Re: 20160413 Variations on a theme of Adam Smith
20170423 Pages 747-765
At his point in Reference #1, Mr. Smith opens a new "Book"
Of the Revenue of the Sovereign or Commonwealth
Of the Expenses of the Sovereign or Commonwealth
Of the Expense of Defense
In this part of the chapter, Mr. Smith reviews the development of military activities over multiple continents. He considers societies of hunters, people he calls husbandmen who raise flocks, those who settle in locations to raise crops, and those who are advanced enough to support classes of people who perform such non-farm activities as artisans and manufacturers.
For each stage of the development of organization of societies, Mr. Smith describes the nature of the military organization with respect to the question of cost to the sovereign. It is when it is necessary to maintain a standing army that a society must fund the soldiers and sailors and their supplies, and since there were no republics in Smith's time, he considers funding a standing army as the responsibility of the sovereign.

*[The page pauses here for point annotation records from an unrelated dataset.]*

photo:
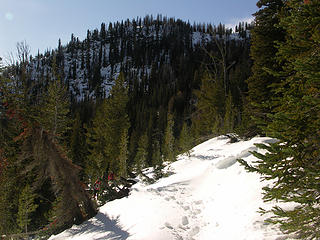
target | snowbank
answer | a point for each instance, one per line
(209, 196)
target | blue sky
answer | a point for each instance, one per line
(42, 22)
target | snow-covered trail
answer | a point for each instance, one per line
(208, 196)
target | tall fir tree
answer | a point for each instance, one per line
(264, 37)
(168, 146)
(26, 207)
(140, 159)
(55, 107)
(109, 133)
(293, 161)
(185, 141)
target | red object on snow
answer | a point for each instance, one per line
(110, 176)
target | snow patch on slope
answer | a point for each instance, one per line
(209, 196)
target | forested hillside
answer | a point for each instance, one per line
(137, 93)
(132, 94)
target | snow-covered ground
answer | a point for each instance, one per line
(208, 196)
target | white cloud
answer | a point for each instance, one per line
(9, 16)
(235, 21)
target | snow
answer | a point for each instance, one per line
(208, 196)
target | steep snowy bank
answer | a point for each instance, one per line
(209, 196)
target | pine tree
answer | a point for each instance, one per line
(293, 161)
(55, 107)
(229, 116)
(185, 140)
(210, 106)
(104, 138)
(140, 159)
(26, 207)
(123, 154)
(265, 34)
(168, 147)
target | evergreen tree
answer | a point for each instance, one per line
(123, 154)
(168, 149)
(55, 108)
(140, 159)
(26, 207)
(265, 35)
(185, 140)
(293, 161)
(105, 143)
(210, 106)
(229, 116)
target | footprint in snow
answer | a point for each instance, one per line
(184, 220)
(194, 231)
(168, 225)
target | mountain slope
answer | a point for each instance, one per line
(208, 196)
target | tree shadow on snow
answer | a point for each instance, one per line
(102, 224)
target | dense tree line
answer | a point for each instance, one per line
(285, 50)
(129, 96)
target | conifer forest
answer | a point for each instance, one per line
(136, 93)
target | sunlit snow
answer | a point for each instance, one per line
(208, 196)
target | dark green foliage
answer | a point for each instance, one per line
(107, 138)
(162, 66)
(185, 142)
(265, 35)
(293, 161)
(140, 159)
(26, 207)
(168, 148)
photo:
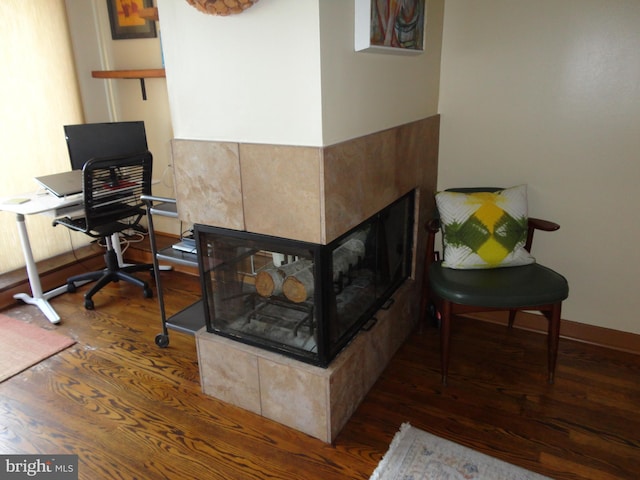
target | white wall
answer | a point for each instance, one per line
(285, 72)
(548, 93)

In the course of the discussion, Mr. Smith describes education “imposed by the state upon every free citizen”.
In all the different republics of ancient Greece, to learn his military exercises, was necessary part of the education imposed by the state upon every free citizen.
As a citizen of the United States in 2017, and “veteran” of a both public and private education carried on in the United States in the 1940's, 1950's, 1960's and even to a lesser extent later, I do not recall experiencing or even hearing about any expectations on the part of the country with regard to my education, or to the education of any other person.
Now, in 2017, it seems to me that education is in massive disarray in the United States, and there are vigorous arguments about what subjects should be taught, and more energetically, how learning should be measured. Yet, at the same time, anecdotal reports indicate that individual citizens are transitioning out of the varied educational processes with widely varying capabilities. It is quite common to read that colleges and universities are unable to work with incoming students because their performance is so far below “normal” expectations.
It turns out that the disarray we observe in the United States is intentional.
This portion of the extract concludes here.